2023年3月3日(金)
きょうの潮流
たまごには三大特性があります。熱を加えると固まる。ゆで卵や卵焼きに。混ぜると気泡ができる。メレンゲやお菓子づくりに。混ざり合わないものを混ぜ合わせる。マヨネーズやアイスクリームに▼身近な食材で価格も安定している卵はさまざまな料理や食品に利用されています。しかしいま、物価の優等生の値上がりがとまりません。1年前と比べてほぼ倍に。

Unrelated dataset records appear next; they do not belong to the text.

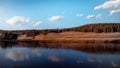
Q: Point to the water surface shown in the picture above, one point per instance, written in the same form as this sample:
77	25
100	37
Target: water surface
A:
58	55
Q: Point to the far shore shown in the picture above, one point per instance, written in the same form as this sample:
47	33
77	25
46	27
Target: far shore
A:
76	37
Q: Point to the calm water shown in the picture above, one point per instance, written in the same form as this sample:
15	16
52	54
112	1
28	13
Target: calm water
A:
58	55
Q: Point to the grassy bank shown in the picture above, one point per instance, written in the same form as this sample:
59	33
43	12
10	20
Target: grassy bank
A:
77	37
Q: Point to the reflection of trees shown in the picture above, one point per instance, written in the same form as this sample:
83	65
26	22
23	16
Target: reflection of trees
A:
92	48
5	44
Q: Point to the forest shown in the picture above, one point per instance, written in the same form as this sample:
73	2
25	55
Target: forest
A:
97	28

大手レストランをはじめ卵を使ったメニューの一部を停止するところも現れています▼世界各地で猛威をふるっている鳥インフルエンザや飼料高騰の影響で、しばらくは高値が続くといいます。殺処分の対象となったニワトリなどの数は一つのシーズンで初めて1500万羽をこえました。これは全国で飼われている採卵鶏の1割超にあたります▼いまだ収束の兆しはなく防疫対策にも限界があり、養鶏農家からは「このままでは続けられない」との声もあがります。畜産・酪農の危機をふくめ、この国の食をどうするのか。根っこのない政府の対応からは何もみえてきません▼月が替わっても食料や飲料の値上げラッシュ。加えて交通機関の運賃も引き上げられ、電気やガス、水道代も高騰したまま。賃金は上がらないのに、モノの値段だけが上がっていくという不条理です▼話を戻せば、栄養が豊富でおいしく安い卵は「生命のカプセル」と呼ばれてきました。しかし大規模化した採卵や供給に問題はないのか。いのちを育むカプセルから、人類の食のあり方もみえてくるはずです。